2. Always Be On the Lookout for New Apartment Listings
Because of the high number of people looking for apartments in Berlin competition for the few available houses is stiff. Property managers usually receive many viewing requests from potential tenants immediately after posting their apartment online.
To give you a better chance of getting an apartment check for apartments on offer regularly and aim to be among the first to send a viewing request. Once their mailboxes are full property managers are likely to work on a first come first basis meaning making an early application could make a big difference.
3. Be Ready With Your Paperwork
When you’re invited for a property viewing know that you’re not alone. The property manager has likely selected a dozen or so other candidates to see the property. So you need to give yourself an edge over the rest. One way to do this is to come prepared with the necessary documents required to rent the apartment. Some of the documents to carry along with you to the viewing include:
- Proof of your salary for the last three month. This will show you have a source of income and will be able to pay the rent.

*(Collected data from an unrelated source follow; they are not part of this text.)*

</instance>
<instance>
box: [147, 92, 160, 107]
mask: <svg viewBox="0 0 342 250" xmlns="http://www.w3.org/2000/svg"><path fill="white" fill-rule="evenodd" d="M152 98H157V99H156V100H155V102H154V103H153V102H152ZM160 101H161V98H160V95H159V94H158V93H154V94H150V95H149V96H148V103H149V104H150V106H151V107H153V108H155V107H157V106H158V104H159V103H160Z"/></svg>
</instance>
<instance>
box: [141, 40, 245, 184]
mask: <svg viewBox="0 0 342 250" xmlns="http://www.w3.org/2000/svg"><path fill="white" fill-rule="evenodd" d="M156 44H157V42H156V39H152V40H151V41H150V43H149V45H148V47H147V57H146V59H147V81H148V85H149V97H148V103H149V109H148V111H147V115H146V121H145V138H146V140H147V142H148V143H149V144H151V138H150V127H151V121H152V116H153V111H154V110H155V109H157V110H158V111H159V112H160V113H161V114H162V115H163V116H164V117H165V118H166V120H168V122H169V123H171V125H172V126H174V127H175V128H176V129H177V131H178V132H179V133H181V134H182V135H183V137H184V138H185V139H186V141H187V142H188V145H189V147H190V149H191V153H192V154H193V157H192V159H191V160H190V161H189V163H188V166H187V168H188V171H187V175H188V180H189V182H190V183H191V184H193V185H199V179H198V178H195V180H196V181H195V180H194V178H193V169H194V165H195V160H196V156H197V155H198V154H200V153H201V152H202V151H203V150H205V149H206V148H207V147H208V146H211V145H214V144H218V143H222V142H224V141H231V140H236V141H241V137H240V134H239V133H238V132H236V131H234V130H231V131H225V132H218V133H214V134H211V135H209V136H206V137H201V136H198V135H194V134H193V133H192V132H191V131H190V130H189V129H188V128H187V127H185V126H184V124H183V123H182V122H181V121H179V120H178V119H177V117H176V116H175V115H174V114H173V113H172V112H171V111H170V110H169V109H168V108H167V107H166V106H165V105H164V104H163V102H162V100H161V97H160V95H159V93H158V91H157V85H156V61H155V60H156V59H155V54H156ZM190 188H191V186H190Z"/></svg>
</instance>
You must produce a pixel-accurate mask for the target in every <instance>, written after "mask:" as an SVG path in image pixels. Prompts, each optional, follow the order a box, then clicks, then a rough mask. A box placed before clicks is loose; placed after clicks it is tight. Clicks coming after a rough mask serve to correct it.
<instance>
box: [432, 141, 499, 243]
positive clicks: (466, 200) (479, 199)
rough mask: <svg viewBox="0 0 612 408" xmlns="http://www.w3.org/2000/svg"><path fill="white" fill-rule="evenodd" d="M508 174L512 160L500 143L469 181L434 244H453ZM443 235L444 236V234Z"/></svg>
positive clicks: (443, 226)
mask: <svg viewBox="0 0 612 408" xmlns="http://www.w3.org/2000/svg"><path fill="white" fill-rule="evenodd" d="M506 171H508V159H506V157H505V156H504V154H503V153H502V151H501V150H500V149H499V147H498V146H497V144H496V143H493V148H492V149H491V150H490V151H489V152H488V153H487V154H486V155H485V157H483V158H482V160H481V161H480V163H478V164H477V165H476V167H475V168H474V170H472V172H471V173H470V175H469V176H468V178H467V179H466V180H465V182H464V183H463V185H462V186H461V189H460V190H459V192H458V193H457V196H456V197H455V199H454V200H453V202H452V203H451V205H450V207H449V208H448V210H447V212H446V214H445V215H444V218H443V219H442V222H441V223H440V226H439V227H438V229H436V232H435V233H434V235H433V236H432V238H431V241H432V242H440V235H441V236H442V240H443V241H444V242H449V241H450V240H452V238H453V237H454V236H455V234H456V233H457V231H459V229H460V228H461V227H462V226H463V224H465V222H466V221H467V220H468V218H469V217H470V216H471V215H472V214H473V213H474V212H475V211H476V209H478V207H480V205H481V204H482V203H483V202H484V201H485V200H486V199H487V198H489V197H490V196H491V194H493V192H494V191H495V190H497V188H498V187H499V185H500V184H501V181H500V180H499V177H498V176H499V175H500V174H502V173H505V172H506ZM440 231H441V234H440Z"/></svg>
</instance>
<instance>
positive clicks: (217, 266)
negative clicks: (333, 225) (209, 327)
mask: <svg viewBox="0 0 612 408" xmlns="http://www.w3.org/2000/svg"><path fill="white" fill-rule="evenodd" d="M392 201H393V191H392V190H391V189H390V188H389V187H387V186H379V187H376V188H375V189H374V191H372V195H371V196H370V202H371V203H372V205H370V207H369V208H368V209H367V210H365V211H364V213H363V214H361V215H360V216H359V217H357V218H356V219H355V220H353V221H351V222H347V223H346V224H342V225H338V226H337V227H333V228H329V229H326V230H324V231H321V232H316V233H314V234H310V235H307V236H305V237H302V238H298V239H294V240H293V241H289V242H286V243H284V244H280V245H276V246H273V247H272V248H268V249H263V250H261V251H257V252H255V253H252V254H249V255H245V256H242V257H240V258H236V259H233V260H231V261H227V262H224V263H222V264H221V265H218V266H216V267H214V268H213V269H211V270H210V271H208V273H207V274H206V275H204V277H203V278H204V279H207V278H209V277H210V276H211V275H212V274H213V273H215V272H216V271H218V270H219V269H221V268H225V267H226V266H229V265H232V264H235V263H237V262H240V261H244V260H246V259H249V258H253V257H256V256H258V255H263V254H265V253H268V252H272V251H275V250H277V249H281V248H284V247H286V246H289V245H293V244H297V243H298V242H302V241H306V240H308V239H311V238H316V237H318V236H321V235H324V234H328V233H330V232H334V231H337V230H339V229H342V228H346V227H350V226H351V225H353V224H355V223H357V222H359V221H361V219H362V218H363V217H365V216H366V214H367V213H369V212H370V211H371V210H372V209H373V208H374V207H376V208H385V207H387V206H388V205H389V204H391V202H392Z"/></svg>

- A copy of your identity card or passport.
- A “Mietschuldenfreiheitsbescheinigung” which is a letter from your current landlord to prove you pay rent on time. If you’re moving out from home you could carry a “Mietschuldenfreiheit.” This is a letter indicating you lived rent-free at your previous or current residence.
- A credit rating from your bank will also be important. A positive rating shows the property manager they are unlikely to have a problem collecting rent for you. A negative rating, on the other hand, may make it extremely difficult for you to get an apartment to rent.
4. Do Your Research on a Property Manager
When you move to a new apartment you hope to have a cordial relationship with the property manager. At times having such a relationship can be difficult. Some property managers are rude, dishonest, lazy, etc. To avoid moving into an apartment with a property manager you can’t get along with always do some research on them. Your research may lead you to information about how some property managers in Berlin use tricks con their tenants out of their hard earned money.
5. Call Instead of Sending Emails
Property managers usually get hundreds of emails in regards to their properties. A large number of emails may overwhelm the property agent and they can overlook some. That’s why you should follow up your emails with a phone call just in case your email is overlooked.
By making a call you may be able to set up viewing sooner than via email. When you’re given an opportunity to view an apartment ask these questions:
- Is the property owned by an individual or a property company? When you rent from a private individual be prepared to have your contract cancelled if the owner decides to personally use the apartment.
- Are their plans to modernize the apartment? Any modernization plans could result in higher rent.
- Inquire about the heating and water costs. This will give you an indication of how much more you’ll pay on top of your rent.
6. Don’t Sign Your Rental Contract Immediately
When you find an apartment you love you might be tempted to sign the rental agreement on the spot. Don’t do that. Before signing a contract take it to the Berlin Tenants Association for them to go through it and state it is above board.
Doing this simple action will ensure you don’t enter into an agreement with hidden or unclear additional cost.